Steve Jobs, chief executive, Apple Computer: Both still and video images will be integrated into the classroom, enabling students to express themselves in more powerful ways than solely through print. • Linda Darling-Hammond, professor, Stanford University: All students will have laptop computers and wireless connections to the internet, providing them with greater access to information about the world around them. Teachers will become guides as students explore the world of technology. Reading will remain a core skill.

Bill Gates, chairman, Microsoft Corp.: Laptops and super-fast connections will enable true real-time communications inside and outside the classroom, improving collaboration among students and between students and outside experts. With online access to material, parents will be able to play a more pronounced role in education.

John Doerr, internet venture capitalist: Centralized classrooms will still be important, but those classrooms will be smaller than today, fully wired, and filled with seating that can be rearranged for different needs. Computer literacy will be integrated into the curriculum, to the same degree algebra or reading is today.

Maria Cantwell, United States senator: Technology will enable a more interactive approach to getting and sharing information, and this will help improve students’ retention.

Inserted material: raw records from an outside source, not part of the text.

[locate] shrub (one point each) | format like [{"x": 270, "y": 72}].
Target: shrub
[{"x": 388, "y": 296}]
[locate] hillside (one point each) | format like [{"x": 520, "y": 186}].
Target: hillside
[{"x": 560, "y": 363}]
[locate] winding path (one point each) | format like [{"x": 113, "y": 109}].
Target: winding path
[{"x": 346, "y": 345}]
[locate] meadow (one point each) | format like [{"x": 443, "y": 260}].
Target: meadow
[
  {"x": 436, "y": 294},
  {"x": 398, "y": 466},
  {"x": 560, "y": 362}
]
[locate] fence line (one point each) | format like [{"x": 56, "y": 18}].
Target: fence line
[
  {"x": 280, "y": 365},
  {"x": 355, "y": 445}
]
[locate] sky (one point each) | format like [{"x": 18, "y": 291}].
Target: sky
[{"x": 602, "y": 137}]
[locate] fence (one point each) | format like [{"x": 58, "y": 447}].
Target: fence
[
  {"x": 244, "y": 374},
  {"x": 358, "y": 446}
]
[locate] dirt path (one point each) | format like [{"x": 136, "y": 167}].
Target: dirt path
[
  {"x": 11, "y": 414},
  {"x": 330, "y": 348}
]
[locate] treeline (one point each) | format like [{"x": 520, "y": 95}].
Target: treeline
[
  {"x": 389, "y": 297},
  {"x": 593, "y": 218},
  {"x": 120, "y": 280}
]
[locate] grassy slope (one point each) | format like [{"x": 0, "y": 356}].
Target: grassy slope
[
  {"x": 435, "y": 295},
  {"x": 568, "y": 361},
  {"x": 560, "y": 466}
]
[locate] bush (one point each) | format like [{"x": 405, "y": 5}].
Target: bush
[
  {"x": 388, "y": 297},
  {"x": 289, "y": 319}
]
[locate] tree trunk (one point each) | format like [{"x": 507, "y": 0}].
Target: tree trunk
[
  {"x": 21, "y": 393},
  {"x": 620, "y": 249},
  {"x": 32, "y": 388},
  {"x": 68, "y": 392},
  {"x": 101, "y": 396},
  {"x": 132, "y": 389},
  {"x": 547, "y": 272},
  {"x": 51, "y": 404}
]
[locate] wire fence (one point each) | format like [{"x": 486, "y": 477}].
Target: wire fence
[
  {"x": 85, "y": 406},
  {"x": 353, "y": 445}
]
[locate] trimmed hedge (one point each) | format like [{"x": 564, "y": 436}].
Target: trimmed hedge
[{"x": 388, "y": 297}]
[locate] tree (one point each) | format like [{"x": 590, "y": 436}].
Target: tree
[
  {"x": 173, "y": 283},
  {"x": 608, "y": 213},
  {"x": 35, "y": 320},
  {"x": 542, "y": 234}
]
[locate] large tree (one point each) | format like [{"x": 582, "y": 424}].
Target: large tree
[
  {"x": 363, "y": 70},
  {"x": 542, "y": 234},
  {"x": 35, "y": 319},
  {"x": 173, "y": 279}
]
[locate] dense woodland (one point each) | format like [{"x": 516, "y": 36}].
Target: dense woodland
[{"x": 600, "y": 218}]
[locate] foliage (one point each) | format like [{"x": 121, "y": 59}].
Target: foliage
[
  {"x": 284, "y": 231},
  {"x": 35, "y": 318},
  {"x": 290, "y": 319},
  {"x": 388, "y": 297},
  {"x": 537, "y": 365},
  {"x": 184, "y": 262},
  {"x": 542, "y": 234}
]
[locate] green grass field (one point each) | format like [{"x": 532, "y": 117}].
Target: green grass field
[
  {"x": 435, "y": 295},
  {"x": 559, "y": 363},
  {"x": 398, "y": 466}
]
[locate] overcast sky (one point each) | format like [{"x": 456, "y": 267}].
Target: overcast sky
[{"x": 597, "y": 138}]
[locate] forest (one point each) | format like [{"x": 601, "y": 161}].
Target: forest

Laptops and internet access will allow students to choose when they learn certain subjects during the school day or week. Education will become more globalized, so students can learn about the world around them.

Brandon Lloyd, teacher and dean of students at a Washington, D.C., charter school: The sharing of information via the internet will break down geographic barriers. Each student will have a laptop or portable computer of some type.

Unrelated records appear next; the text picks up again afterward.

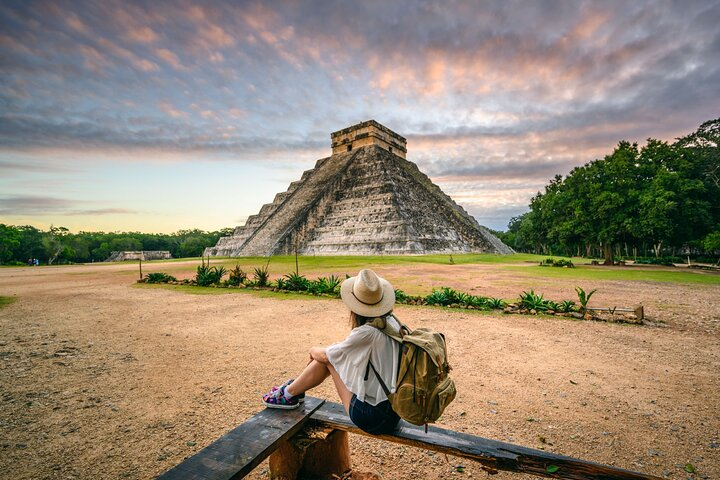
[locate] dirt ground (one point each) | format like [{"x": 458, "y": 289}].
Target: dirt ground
[{"x": 102, "y": 379}]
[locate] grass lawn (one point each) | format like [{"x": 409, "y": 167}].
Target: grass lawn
[{"x": 644, "y": 273}]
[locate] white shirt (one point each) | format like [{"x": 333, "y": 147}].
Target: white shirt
[{"x": 350, "y": 358}]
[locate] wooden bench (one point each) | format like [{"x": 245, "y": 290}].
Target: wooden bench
[{"x": 275, "y": 432}]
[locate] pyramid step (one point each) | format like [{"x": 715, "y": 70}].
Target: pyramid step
[{"x": 274, "y": 229}]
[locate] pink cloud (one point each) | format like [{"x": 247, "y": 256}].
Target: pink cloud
[
  {"x": 142, "y": 35},
  {"x": 170, "y": 58},
  {"x": 170, "y": 110},
  {"x": 138, "y": 62}
]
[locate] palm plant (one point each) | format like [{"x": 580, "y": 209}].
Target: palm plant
[
  {"x": 584, "y": 298},
  {"x": 495, "y": 303},
  {"x": 296, "y": 283},
  {"x": 566, "y": 306},
  {"x": 237, "y": 276},
  {"x": 533, "y": 301},
  {"x": 159, "y": 277},
  {"x": 261, "y": 276},
  {"x": 207, "y": 275}
]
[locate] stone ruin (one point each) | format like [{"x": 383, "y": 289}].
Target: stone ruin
[
  {"x": 139, "y": 255},
  {"x": 365, "y": 199}
]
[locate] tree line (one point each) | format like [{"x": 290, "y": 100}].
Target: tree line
[
  {"x": 661, "y": 199},
  {"x": 18, "y": 244}
]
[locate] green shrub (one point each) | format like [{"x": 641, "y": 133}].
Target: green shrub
[
  {"x": 207, "y": 275},
  {"x": 296, "y": 283},
  {"x": 533, "y": 301},
  {"x": 584, "y": 298},
  {"x": 325, "y": 285},
  {"x": 261, "y": 276},
  {"x": 665, "y": 261},
  {"x": 495, "y": 303},
  {"x": 237, "y": 276},
  {"x": 551, "y": 262},
  {"x": 566, "y": 306},
  {"x": 444, "y": 297},
  {"x": 475, "y": 301},
  {"x": 159, "y": 277}
]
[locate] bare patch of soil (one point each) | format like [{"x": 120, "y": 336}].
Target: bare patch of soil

Danny Hillis, technology inventor: Education will shift from “preloading you with information” to helping people find information when and where they need it. As software gets smarter, it might be able to anticipate related or new subjects that a student might be interested in, based on his or her prior work.

Herb Allen, technology investor: Some type of portable device and super-fast technology will make information available instantaneously. Students will seek short, intensive courses and projects on subjects they want to explore. Schools won’t dictate who works with whom; instead, courses will be dictated by who is interested in what.

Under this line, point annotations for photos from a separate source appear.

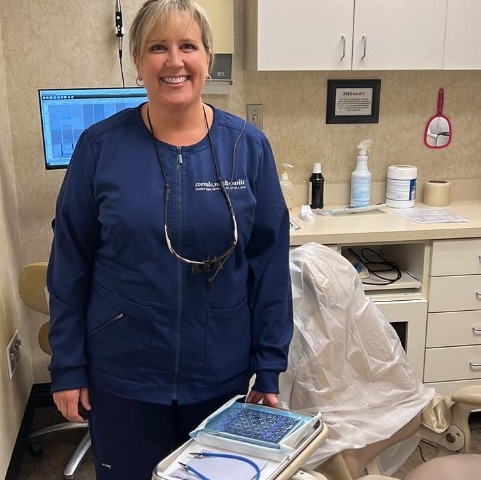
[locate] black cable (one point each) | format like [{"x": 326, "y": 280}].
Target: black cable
[{"x": 376, "y": 265}]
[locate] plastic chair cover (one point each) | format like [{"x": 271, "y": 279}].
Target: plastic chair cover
[{"x": 345, "y": 359}]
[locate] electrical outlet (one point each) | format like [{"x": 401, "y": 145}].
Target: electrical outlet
[
  {"x": 13, "y": 354},
  {"x": 254, "y": 114}
]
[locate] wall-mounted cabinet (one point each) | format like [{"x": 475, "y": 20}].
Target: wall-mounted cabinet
[
  {"x": 347, "y": 34},
  {"x": 463, "y": 35},
  {"x": 300, "y": 35}
]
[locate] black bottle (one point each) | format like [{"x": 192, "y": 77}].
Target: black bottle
[{"x": 316, "y": 191}]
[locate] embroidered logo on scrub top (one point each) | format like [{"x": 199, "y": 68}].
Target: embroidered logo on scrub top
[{"x": 213, "y": 186}]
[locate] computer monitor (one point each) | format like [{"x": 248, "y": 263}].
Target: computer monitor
[{"x": 65, "y": 113}]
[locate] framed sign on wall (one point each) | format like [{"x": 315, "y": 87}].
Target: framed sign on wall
[{"x": 353, "y": 101}]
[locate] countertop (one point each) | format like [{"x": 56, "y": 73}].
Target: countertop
[{"x": 385, "y": 225}]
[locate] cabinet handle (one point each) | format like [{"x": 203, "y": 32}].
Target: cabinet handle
[{"x": 364, "y": 39}]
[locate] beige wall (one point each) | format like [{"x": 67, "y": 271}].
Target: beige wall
[
  {"x": 64, "y": 43},
  {"x": 13, "y": 393}
]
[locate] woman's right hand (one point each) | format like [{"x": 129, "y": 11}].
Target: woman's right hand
[{"x": 67, "y": 402}]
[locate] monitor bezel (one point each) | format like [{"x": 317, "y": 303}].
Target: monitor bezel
[{"x": 79, "y": 90}]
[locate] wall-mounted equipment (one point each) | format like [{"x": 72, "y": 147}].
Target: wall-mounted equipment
[
  {"x": 221, "y": 16},
  {"x": 438, "y": 132}
]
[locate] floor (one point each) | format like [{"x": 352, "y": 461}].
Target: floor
[{"x": 58, "y": 447}]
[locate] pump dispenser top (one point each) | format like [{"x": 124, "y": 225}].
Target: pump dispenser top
[
  {"x": 287, "y": 186},
  {"x": 361, "y": 177}
]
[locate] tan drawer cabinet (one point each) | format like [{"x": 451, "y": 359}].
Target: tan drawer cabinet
[{"x": 453, "y": 333}]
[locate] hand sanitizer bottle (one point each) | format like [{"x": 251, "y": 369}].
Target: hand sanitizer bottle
[
  {"x": 287, "y": 186},
  {"x": 361, "y": 178}
]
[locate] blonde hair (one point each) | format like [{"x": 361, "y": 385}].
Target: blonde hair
[{"x": 158, "y": 12}]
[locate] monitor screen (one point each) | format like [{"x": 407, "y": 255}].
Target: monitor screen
[{"x": 65, "y": 113}]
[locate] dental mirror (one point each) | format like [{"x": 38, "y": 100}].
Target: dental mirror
[{"x": 438, "y": 132}]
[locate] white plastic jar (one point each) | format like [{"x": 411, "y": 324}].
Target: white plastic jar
[{"x": 401, "y": 186}]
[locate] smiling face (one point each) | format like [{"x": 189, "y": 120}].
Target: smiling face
[{"x": 174, "y": 63}]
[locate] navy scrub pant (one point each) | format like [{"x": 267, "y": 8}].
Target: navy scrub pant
[{"x": 130, "y": 437}]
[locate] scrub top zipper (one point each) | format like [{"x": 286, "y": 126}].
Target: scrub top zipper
[{"x": 178, "y": 212}]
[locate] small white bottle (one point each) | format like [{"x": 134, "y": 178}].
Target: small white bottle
[
  {"x": 361, "y": 178},
  {"x": 287, "y": 186}
]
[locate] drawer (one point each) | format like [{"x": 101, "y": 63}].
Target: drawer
[
  {"x": 413, "y": 314},
  {"x": 453, "y": 363},
  {"x": 450, "y": 329},
  {"x": 455, "y": 293},
  {"x": 449, "y": 388},
  {"x": 456, "y": 257}
]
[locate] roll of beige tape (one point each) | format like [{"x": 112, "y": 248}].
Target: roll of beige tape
[{"x": 436, "y": 193}]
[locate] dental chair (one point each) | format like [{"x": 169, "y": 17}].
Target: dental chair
[
  {"x": 346, "y": 361},
  {"x": 32, "y": 289}
]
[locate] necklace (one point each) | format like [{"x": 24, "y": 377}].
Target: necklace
[{"x": 211, "y": 264}]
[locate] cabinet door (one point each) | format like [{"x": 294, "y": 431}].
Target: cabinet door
[
  {"x": 399, "y": 35},
  {"x": 463, "y": 35},
  {"x": 300, "y": 35}
]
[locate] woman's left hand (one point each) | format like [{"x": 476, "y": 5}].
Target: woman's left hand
[{"x": 268, "y": 399}]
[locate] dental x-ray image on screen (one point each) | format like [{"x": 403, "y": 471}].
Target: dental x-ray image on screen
[{"x": 66, "y": 113}]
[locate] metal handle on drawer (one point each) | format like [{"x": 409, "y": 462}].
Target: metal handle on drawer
[
  {"x": 364, "y": 39},
  {"x": 343, "y": 38}
]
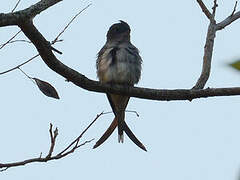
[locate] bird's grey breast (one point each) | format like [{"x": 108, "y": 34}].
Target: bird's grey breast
[{"x": 119, "y": 64}]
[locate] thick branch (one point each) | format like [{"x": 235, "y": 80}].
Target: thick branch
[
  {"x": 28, "y": 13},
  {"x": 80, "y": 80}
]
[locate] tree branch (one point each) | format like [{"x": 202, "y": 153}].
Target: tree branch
[
  {"x": 207, "y": 57},
  {"x": 28, "y": 13},
  {"x": 53, "y": 135},
  {"x": 230, "y": 19},
  {"x": 205, "y": 9}
]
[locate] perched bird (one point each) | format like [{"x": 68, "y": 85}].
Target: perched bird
[{"x": 119, "y": 62}]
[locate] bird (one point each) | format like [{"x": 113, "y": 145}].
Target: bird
[{"x": 119, "y": 62}]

Seymour Papert, artificial intelligence researcher and visionary: Education today arbitrarily divides information into “subjects” which are presented to students of a certain age group. With the internet, these subjects can be splintered and reshaped into different units and presented to interested students in a more fluid way. Voice recognition software might someday undermine the notion that writing is the most important form of communication.

Deborah Meier, education reformer: Education should be making students into better citizens, informed about their society and the world around them and committed to participating in this world. Technology can contribute to this goal, but it should be the means, not the end.

Newt Gingrich, Stanford University fellow and former congressman: Online experiences will bring a new immediacy to the classroom. Instead of teaching from a stale book, a teacher can take his or her students on a virtual trip to information about a subject, whether it’s to an animal’s habitat or a past time in history.